# Will the Hornets even play next year?



## Carbo04 (Apr 15, 2005)

In the full scope of things, this isn't really important at this time. But it did cross my mind. With the city underwater, the whole city evacuated, so many homes, and businesses destroyed, and recovry time that will take years. And the flood water that will take months to clean up.. It seems to me that the Hornets might realistically have to not play next season. What do you think?


----------



## supermati (Mar 28, 2005)

Maybe play somewhere near like San Antonio?


----------



## The Future7 (Feb 24, 2005)

Yea I'm sure they will find an arena for the Hornets. I doubt they will play in NO.


----------



## G-Force (Jan 4, 2005)

I was wondering where the HOrnets will be playing this season. Its not going to be in NO anytime soon, but they will play somewhere.


----------



## kamego (Dec 29, 2003)

Like the Football team, they will probally move up to LSU until things can be fixed.


----------



## Sporty G (Sep 19, 2004)

Spending money on tickets to Hornets games will no doubt be the LAST priority for all of those who live in NO at this point. I can't believe that the Hornets will be playing New Orleans this year.

I wish all those in the region good luck.


----------



## SignGuyDino (Apr 30, 2003)

How about Kansas City? Or (gasp)...Las Vegas?


----------



## Jermaniac Fan (Jul 27, 2003)

NBA Prepares To Relocate Hornets In Aftermath Of Hurricane

Hornets Staff Relocates to Houston


----------



## KokoTheMonkey (Aug 4, 2003)

There was an article in a local SA paper that talks about the Hornets and their plans. They might end up practicing in San Antonio as well, just like the Saints.

There's not much good news from Katrina, but for the Hornets Allan Bristow said that everyone involved in the Hornets' organization is safe, including players, coaches, and support personnel.


----------



## PAIDNFULL23 (Jul 9, 2005)

Maybe the Hornets should relocate to St. Louis, Kansas City or San Diego sine they are now in the Western Conference.


----------



## SignGuyDino (Apr 30, 2003)

I think Las Vegas is the better fit for the Southwest Division. Frankly, you won't have to worry about a venue or hotel rooms.
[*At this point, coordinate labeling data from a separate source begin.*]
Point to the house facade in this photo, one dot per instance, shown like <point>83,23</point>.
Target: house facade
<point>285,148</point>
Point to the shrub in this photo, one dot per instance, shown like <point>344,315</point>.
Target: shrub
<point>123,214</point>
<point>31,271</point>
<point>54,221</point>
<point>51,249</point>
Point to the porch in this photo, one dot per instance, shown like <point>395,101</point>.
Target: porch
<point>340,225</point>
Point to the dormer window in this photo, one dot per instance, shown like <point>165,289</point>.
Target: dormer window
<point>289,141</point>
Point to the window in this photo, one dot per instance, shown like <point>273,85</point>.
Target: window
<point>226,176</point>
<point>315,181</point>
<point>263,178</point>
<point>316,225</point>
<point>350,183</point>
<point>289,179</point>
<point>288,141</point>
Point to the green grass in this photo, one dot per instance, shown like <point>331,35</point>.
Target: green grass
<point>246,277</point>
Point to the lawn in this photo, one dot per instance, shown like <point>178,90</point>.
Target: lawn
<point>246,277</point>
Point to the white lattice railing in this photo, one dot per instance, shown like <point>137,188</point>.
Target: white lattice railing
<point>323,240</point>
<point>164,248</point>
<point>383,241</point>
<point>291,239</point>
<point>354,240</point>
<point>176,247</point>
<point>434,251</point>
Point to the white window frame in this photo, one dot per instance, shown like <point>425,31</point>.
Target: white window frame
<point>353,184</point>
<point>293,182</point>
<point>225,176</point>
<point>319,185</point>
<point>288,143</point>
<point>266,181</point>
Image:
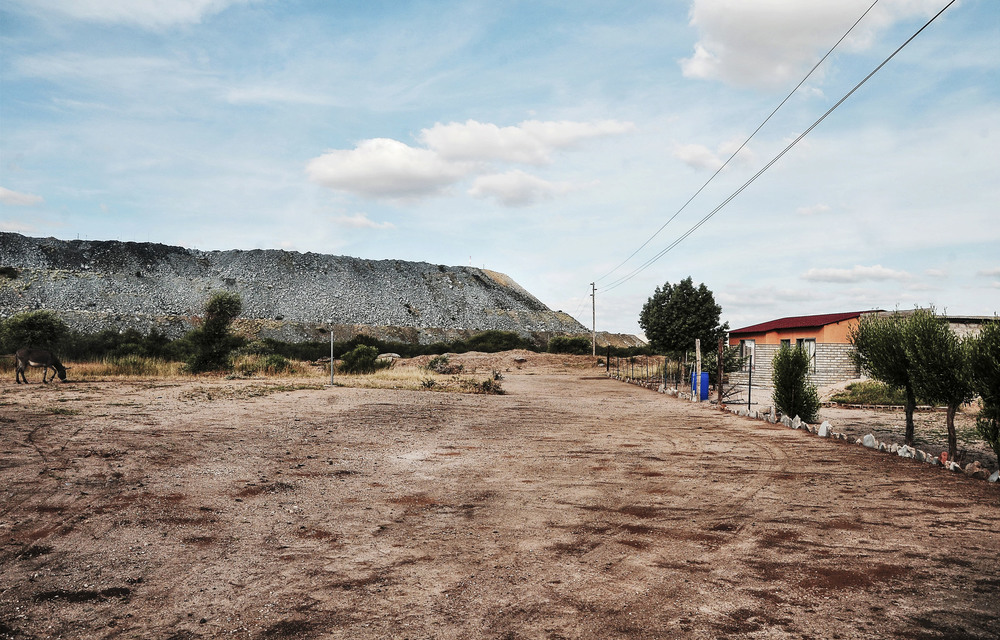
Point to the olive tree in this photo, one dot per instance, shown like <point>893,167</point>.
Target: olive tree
<point>939,361</point>
<point>793,394</point>
<point>676,315</point>
<point>880,352</point>
<point>984,366</point>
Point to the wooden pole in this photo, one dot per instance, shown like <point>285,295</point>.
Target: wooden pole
<point>593,317</point>
<point>697,374</point>
<point>719,373</point>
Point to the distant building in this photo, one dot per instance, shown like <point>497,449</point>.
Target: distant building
<point>824,338</point>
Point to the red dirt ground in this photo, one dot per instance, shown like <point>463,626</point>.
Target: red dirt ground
<point>572,507</point>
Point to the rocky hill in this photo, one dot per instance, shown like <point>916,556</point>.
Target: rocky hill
<point>95,285</point>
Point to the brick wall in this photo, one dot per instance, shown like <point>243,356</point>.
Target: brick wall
<point>833,366</point>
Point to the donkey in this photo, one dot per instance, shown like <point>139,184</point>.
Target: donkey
<point>37,358</point>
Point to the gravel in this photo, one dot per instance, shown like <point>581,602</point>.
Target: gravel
<point>101,284</point>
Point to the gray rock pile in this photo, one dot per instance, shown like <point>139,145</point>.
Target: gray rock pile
<point>141,285</point>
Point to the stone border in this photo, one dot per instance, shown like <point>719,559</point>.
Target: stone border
<point>825,430</point>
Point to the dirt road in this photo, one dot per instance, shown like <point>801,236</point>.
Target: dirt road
<point>573,507</point>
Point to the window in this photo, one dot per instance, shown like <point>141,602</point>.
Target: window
<point>747,348</point>
<point>809,346</point>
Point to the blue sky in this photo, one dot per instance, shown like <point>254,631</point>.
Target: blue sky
<point>545,140</point>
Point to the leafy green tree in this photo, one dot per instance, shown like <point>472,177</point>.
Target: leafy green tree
<point>793,395</point>
<point>940,371</point>
<point>212,342</point>
<point>42,329</point>
<point>676,315</point>
<point>984,365</point>
<point>731,361</point>
<point>880,352</point>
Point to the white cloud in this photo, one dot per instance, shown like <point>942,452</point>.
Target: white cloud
<point>517,188</point>
<point>770,43</point>
<point>701,157</point>
<point>16,226</point>
<point>856,274</point>
<point>149,14</point>
<point>385,168</point>
<point>17,199</point>
<point>813,210</point>
<point>361,221</point>
<point>530,142</point>
<point>697,156</point>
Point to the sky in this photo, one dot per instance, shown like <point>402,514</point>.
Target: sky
<point>560,143</point>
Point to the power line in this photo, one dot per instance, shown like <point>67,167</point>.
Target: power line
<point>745,142</point>
<point>705,219</point>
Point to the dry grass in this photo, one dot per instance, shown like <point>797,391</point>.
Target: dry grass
<point>410,377</point>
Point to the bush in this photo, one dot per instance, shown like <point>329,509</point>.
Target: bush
<point>212,342</point>
<point>42,329</point>
<point>362,360</point>
<point>257,364</point>
<point>871,392</point>
<point>793,395</point>
<point>442,364</point>
<point>575,345</point>
<point>493,341</point>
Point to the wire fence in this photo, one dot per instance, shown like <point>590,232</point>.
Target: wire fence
<point>662,373</point>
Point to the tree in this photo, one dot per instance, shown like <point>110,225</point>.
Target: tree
<point>939,362</point>
<point>984,366</point>
<point>678,314</point>
<point>880,352</point>
<point>793,395</point>
<point>42,329</point>
<point>212,342</point>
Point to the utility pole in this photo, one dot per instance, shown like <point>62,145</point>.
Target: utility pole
<point>720,372</point>
<point>593,311</point>
<point>697,375</point>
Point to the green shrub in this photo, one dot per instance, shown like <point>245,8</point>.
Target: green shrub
<point>362,360</point>
<point>793,395</point>
<point>213,342</point>
<point>493,341</point>
<point>871,392</point>
<point>576,345</point>
<point>442,364</point>
<point>42,329</point>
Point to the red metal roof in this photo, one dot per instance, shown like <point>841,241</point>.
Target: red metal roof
<point>797,322</point>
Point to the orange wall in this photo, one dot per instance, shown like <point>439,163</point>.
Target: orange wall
<point>835,333</point>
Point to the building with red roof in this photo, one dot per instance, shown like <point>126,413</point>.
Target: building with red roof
<point>824,338</point>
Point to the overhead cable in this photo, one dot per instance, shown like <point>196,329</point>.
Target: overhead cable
<point>745,142</point>
<point>705,219</point>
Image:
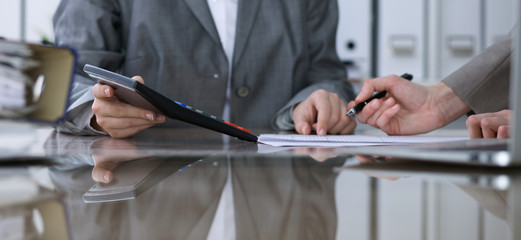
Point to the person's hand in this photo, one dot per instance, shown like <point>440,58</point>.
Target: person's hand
<point>408,108</point>
<point>490,125</point>
<point>118,119</point>
<point>323,112</point>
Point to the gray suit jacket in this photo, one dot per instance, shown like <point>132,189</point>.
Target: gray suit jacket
<point>284,50</point>
<point>483,83</point>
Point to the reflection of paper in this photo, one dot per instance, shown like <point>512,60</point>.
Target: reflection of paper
<point>297,140</point>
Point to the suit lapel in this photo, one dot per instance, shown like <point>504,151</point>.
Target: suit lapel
<point>202,13</point>
<point>246,16</point>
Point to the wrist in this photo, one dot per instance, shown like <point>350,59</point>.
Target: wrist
<point>449,104</point>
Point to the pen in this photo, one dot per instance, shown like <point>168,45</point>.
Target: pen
<point>381,94</point>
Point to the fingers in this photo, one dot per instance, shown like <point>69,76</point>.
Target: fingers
<point>118,119</point>
<point>325,113</point>
<point>325,108</point>
<point>100,174</point>
<point>378,84</point>
<point>139,79</point>
<point>102,91</point>
<point>503,132</point>
<point>489,125</point>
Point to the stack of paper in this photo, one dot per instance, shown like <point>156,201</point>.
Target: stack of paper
<point>297,140</point>
<point>18,90</point>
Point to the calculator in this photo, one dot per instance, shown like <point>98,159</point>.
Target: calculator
<point>133,92</point>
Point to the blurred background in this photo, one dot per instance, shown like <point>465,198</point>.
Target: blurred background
<point>428,38</point>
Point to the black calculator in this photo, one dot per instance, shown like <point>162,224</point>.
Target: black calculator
<point>139,95</point>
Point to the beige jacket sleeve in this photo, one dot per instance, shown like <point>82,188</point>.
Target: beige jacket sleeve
<point>483,83</point>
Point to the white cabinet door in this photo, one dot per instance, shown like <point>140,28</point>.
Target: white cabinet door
<point>460,33</point>
<point>39,19</point>
<point>499,20</point>
<point>354,34</point>
<point>10,17</point>
<point>401,37</point>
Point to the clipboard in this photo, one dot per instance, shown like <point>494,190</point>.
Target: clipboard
<point>139,95</point>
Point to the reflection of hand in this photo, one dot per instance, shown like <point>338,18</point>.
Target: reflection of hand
<point>319,154</point>
<point>371,160</point>
<point>490,125</point>
<point>408,108</point>
<point>119,119</point>
<point>110,153</point>
<point>323,112</point>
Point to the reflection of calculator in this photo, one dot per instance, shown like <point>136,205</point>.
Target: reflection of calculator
<point>139,95</point>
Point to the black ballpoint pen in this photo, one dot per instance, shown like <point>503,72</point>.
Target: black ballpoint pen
<point>381,94</point>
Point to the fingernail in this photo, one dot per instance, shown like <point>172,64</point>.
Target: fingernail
<point>322,132</point>
<point>375,105</point>
<point>160,118</point>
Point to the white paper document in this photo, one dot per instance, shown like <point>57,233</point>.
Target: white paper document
<point>298,140</point>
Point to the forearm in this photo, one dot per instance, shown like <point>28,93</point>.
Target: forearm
<point>449,104</point>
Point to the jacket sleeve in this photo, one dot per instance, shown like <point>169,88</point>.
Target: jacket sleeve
<point>326,71</point>
<point>483,83</point>
<point>93,28</point>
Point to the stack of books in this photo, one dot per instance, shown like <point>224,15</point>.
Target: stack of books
<point>35,81</point>
<point>19,91</point>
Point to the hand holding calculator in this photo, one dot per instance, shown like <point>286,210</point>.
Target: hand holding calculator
<point>139,95</point>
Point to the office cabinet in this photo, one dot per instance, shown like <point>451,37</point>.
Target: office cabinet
<point>499,20</point>
<point>401,37</point>
<point>353,40</point>
<point>39,20</point>
<point>10,18</point>
<point>460,33</point>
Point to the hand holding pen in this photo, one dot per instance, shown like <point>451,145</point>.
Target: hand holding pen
<point>358,108</point>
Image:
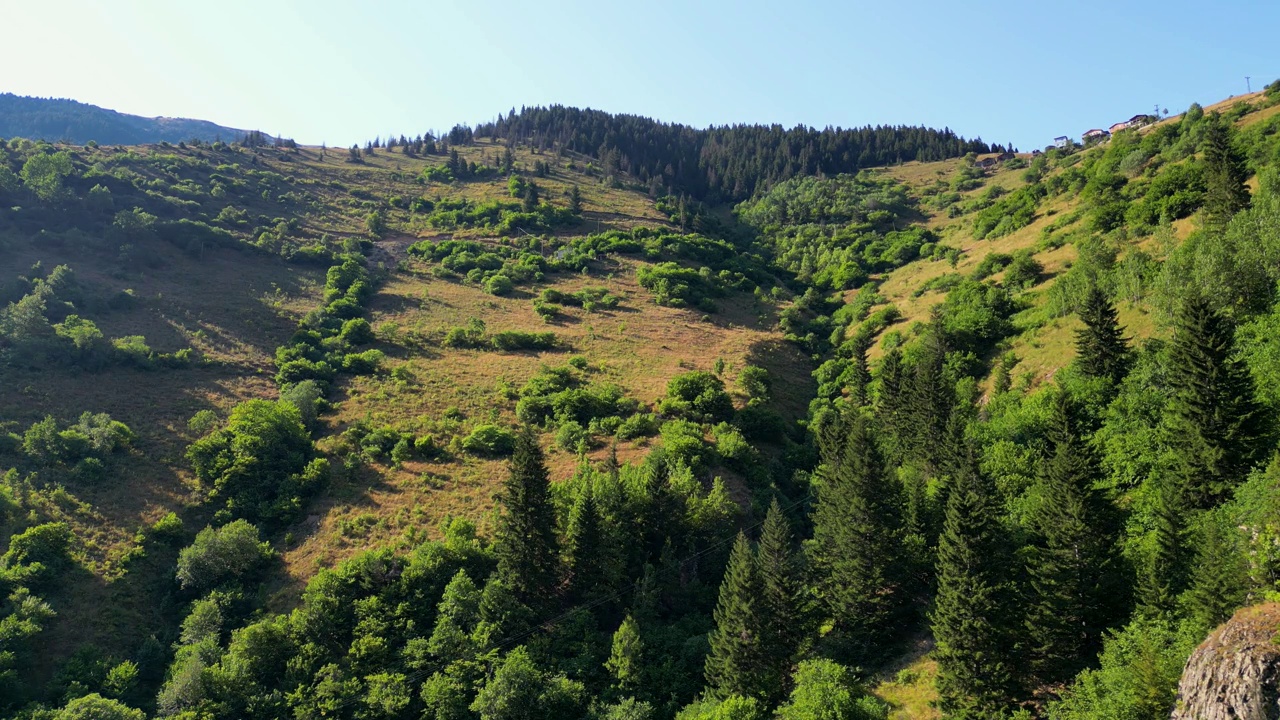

And fans will PACK the place.


----------



## Jermaniac Fan (Jul 27, 2003)

http://www.realgm.com/src_wiretap_archives/37200/20050902/hornets_looking_at_oklahoma_city/


----------



## Junkyard Dog13 (Aug 9, 2003)

relocating to Houston ain't so bad but I think the Hornets should use the Compaq centre since they would'nt have to share or worry about the scedule problems.


----------



## Carbo04 (Apr 15, 2005)

The Compaq Center is now actually a church. So they'd be on the church's schedule.


----------



## DWest Superstar (Jun 30, 2005)

What about LSUs Maravich center?


----------



## The Man (Aug 20, 2005)

I think its time to move them. Las Vegas would be the best and they should change the name while they are at it.


----------



## Pasha The Great (Apr 9, 2005)

No, there is ZERO chance of them going to Vegas. Vegas is a huge important market and they aren't going to ruin it by sending a terrible team under rushed temporary circumstances. Also, Stern hates Shin and won't give the Vegas market to him.


----------



## Sixerfanforlife (Jun 23, 2005)

How about the Hornets' Play in Philadelphia?

Old times eh remember 2002?


Formidble opponents, and still are.


----------



## lw32 (May 24, 2003)

Carbo04 said:


> In the full scope of things, this isn't really important at this time. But it did cross my mind. With the city underwater, the whole city evacuated, so many homes, and businesses destroyed, and recovry time that will take years. And the flood water that will take months to clean up.. It seems to me that the Hornets might realistically have to not play next season. What do you think?


There is no doubt in my mind that the Hornets will play next year. Them not playing would be too difficult for the league and Shinn. Would the players get paid to sit out the season? Would this void their contracts? Think about the financial repercussions this would have on the franchise. What would happen to the NBA schedule, and the Southwest division? The division would have 4 teams, while the rest have 5. It won't happen.

They won't be playing in New Orleans, at least not until All-Star break I'd say. With the abundance of cities offering to host the Hornets, they will be playing next season.


----------



## Geaux Tigers (Apr 26, 2004)

The Hornets might move but it will only be under temporary circumstances...


----------



## Geaux Tigers (Apr 26, 2004)

Gerald Green said:


> What about LSUs Maravich center?


Thats what Im hoping for. Its only an hour or so outside of New Orleans and Id be able to go to every game... :biggrin:


----------



## vancouvergrizzlies (Aug 9, 2005)

there has been talk of NO playing in many different cities. i'm hoping for vancouver because i'm from there and vancouver is the only city out of the choices that has an NBA facility (the grizzlies). that's all.


----------



## Gambino (Feb 11, 2004)

The Hornets may play in OKC for 1 year. But if they can't play in New Orleans, KC or St. Louis seems to be the logical choice. KC is building a new arena and StL is a big enough city that deserves a team.


----------



## Gambino (Feb 11, 2004)

Junkyard Dog13 said:


> relocating to Houston ain't so bad but I think the Hornets should use the Compaq centre since they would'nt have to share or worry about the scedule problems.


yeah thats a church now. But they could always play in hoffienz pavilion, the houston cougars home.


----------



## USSKittyHawk (Jul 22, 2005)

Gambino said:


> The Hornets may play in OKC for 1 year.


Yea that is what I heard as well, all they need to do is dot the I's and cross the T's.


----------



## KJay (Sep 22, 2002)

oh they'll play, Stern will put them in Las Vegas or Baltimore.


----------